Calculating a Housing Bottom: Volume vs. Price

by: Tim Iacono

Via Jon Lansner over at the Orange County Register, here's an interesting contrast in the outlook for the nation's housing market over the next few years based on two surveys - one from real estate brokers, the other from OC Register readers.

The box in the lower right of the graphic below has been provided by yours truly to neatly summarize the findings. Not surprisingly, those in the business of selling real estate are far more sanguine than are potential home buyers and sellers.

But there is something even more interesting about this data that too few housing market watchers will immediately realize, helping to explain why the results are not all that surprising after all.

Here's the survey:
IMAGE Click to enlargeHow is this data not surprising?

As noted here before on many occasions, sales volume and sales price are two very different components of the housing market and, while home buyers and sellers are more interested in sales price, those in the business of selling real estate are surely more interested in sales volume.

Both surveys simply asked about a "housing bottom".

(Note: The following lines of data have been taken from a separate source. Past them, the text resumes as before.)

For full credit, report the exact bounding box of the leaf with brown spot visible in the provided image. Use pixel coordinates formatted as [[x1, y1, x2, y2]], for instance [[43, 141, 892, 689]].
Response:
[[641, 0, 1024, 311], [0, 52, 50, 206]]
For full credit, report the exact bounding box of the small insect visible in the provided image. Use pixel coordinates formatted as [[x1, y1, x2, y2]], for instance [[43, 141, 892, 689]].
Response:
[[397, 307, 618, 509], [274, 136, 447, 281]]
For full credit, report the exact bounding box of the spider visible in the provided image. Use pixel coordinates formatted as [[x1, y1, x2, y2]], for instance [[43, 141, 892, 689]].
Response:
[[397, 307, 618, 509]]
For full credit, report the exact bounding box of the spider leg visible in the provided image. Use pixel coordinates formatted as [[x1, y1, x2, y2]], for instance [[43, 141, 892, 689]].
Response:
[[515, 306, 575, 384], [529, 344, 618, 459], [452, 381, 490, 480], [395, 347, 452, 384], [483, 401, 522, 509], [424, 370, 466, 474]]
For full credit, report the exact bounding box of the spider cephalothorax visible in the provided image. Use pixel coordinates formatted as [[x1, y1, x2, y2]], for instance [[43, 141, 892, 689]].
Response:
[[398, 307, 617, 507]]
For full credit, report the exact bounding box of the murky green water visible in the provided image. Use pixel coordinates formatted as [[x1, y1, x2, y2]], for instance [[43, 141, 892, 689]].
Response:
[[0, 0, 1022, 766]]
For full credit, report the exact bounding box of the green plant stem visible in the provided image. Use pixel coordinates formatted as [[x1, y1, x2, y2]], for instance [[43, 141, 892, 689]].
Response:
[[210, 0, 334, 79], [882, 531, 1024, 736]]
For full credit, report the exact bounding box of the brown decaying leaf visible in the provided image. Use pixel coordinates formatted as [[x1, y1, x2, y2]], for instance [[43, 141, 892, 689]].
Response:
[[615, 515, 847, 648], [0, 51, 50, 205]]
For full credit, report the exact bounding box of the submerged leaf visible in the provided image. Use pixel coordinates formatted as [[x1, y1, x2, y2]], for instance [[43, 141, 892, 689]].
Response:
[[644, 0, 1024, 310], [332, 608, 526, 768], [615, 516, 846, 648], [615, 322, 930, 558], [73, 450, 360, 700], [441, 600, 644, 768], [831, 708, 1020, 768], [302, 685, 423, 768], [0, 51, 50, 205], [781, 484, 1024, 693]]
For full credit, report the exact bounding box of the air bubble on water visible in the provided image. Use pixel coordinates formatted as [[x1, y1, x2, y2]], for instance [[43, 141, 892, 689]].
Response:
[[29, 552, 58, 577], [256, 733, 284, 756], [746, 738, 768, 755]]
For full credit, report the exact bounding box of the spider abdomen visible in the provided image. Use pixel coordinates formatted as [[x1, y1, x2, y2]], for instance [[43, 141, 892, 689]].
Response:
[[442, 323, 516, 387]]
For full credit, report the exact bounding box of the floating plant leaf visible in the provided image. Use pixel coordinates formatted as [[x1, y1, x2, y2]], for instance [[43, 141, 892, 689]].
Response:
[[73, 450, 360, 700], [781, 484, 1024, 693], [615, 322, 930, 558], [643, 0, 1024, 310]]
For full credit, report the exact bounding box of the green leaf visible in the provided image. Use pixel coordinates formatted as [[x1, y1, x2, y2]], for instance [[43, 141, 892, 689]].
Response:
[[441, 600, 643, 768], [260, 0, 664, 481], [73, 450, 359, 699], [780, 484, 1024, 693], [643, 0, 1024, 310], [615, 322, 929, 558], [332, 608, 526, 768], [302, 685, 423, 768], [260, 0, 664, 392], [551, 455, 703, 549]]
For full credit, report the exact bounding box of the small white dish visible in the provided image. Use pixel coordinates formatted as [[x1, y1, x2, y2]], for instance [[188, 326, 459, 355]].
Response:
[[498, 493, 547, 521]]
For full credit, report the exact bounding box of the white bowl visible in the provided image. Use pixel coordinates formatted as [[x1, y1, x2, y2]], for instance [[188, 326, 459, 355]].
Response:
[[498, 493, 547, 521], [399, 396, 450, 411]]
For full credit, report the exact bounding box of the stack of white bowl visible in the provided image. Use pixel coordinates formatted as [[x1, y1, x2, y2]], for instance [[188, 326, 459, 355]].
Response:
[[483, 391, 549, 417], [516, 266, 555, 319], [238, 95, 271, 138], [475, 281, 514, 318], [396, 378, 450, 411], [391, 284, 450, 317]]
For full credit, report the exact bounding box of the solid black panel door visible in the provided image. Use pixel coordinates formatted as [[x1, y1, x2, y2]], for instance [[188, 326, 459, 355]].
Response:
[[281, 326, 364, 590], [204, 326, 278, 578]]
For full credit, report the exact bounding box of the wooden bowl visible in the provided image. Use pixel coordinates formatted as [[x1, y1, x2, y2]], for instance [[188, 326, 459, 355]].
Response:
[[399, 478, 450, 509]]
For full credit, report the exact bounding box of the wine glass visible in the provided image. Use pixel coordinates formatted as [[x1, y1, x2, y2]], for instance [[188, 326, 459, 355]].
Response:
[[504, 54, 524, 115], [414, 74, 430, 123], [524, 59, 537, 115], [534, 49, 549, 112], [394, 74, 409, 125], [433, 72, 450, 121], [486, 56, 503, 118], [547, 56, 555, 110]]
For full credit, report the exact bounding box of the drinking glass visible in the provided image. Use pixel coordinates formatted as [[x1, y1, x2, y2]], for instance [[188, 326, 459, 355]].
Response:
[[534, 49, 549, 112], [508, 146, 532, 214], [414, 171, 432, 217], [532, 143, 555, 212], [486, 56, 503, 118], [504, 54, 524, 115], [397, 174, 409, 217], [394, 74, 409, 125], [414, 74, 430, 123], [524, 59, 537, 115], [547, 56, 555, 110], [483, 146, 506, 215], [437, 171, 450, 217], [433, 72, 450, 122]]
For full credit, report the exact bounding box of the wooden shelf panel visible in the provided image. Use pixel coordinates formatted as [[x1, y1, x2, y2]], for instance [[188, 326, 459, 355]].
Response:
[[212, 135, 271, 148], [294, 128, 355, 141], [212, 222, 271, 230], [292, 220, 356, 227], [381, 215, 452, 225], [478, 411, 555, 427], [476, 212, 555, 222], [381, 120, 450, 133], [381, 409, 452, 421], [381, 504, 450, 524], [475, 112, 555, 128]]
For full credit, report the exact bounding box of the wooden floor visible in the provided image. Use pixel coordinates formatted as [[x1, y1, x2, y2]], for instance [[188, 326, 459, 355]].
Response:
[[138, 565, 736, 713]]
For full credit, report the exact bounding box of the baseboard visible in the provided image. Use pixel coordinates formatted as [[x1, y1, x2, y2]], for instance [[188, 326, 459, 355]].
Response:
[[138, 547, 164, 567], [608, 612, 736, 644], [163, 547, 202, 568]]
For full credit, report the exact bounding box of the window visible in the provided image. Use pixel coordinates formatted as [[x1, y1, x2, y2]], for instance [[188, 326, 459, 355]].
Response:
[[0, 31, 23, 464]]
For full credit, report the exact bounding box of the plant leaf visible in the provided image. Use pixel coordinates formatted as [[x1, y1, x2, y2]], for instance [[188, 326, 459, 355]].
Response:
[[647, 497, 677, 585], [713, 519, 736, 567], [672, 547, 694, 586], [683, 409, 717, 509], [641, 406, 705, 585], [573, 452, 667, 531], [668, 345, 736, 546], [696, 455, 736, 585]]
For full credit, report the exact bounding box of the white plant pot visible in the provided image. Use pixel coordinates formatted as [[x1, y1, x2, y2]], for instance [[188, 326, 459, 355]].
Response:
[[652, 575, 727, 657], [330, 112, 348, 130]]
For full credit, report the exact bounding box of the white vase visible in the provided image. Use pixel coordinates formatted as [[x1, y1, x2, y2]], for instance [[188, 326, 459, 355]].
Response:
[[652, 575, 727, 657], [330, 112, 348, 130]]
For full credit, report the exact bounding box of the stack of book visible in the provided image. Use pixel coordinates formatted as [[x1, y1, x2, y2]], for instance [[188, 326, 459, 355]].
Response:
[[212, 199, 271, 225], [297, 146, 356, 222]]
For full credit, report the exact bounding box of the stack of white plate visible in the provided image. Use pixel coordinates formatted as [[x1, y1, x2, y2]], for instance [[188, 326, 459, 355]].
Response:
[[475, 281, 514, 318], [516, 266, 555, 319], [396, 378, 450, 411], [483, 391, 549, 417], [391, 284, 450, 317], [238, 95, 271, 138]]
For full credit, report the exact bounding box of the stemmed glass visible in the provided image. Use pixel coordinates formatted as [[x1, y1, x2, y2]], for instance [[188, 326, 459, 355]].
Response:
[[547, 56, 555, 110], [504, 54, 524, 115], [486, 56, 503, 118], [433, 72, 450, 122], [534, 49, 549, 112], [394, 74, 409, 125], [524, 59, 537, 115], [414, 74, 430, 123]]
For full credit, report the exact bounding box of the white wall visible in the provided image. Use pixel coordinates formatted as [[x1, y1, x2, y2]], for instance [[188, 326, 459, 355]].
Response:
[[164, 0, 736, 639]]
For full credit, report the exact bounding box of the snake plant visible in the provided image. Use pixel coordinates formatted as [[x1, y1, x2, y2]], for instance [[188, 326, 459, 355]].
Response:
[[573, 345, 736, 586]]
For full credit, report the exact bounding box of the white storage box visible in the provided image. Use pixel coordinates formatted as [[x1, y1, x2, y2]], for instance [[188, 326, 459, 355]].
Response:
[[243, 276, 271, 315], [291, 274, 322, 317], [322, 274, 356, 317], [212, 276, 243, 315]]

As a result, both survey results may prove to be correct - realtors forecasting a bottom in sales volume next year and OC Register survey respondents forecasting a bottom in sales price in 2010.

This goes back to one of those Freakonomics stories where, with just a little thought, it should become painfully clear that realtors care a lot more about making the sale than they do about the sale price.

For example if a $300,000 home is sold through a realtor, a six percent commission would result in $18,000 to be divvied up between the agents and brokers for the buyer and seller. If the sale is not made, the commission is zero. Whether the sale price is a little higher or lower has no significant impact on the commission amount, relatively speaking. What's important is that the sale is made.

Realtors will naturally think of a "housing bottom" in terms of home sales and the number of commissions they are likely to generate rather than home prices and the size of those commissions.